Either explanation is fine. Whichever one it is, I have found myself immensely much more interested in God, and love, and service, and compassion.
Such a powerful story, Arjuna. I’m very happy that it had a happy ending, and you were able to write this – along with your book. I was right there with you, frightened and cold and wet with you, delirious with you. Feeling your fear, and your faith. Thank you for sharing so deeply, and offering to share this harrowing experience.
thank you, brother!
Last time I watched one of your stories, Arjuna, about the car accident, I ended up having one the following day! I believe it’s because I had a tiny thought that passed through my consciousness and which I hardly caught in my awareness which said “wow that must be really bad to have a car accident”! Even more strange is that when it happened, it was more like a meditation – it just “happened” … consciousness took over and I wasn’t there anymore… there was no thought. I was so relaxed and at peace that I questioned if I had died and didn’t realise it but then I looked down to see I was covered in glass, totally unharmed. I got out of my car and found myself consoling the young woman truck driver who I ran into, who by now was shaking uncontrollably and terrified she had hurt me. All the time, I was thinking … well this is rather odd. Having just come from a job interview in Zurich, it became abundantly clear – this is NOT the direction of this life.
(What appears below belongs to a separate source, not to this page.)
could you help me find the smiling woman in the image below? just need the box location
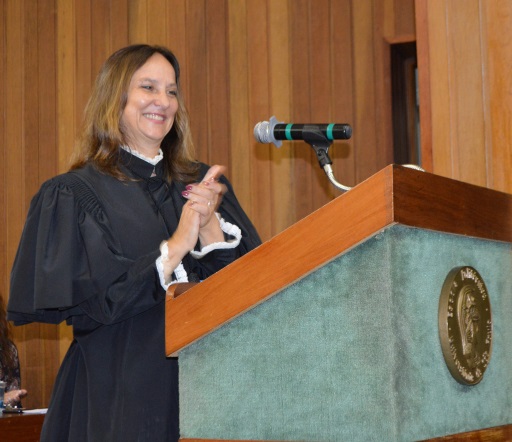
[7,44,261,442]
Now I’m thinking of going hiking in Switzerland by myself tomorrow… and I find my way to your article here!! Mhmm! I’m having deja vu and asking Papaji to please have mercy 😉
I thought you were already very devoted to God, love, service and compassion so I’m curious what a deepening level of that is going to unfold as. I do understand these layers of deepening gratitude and intention to be of service.
I am very much looking forward to seeing how that unfolds at a deeper level for you… it clearly wasn’t your time to go…
The picture of the lake is really stunning with the light and colours.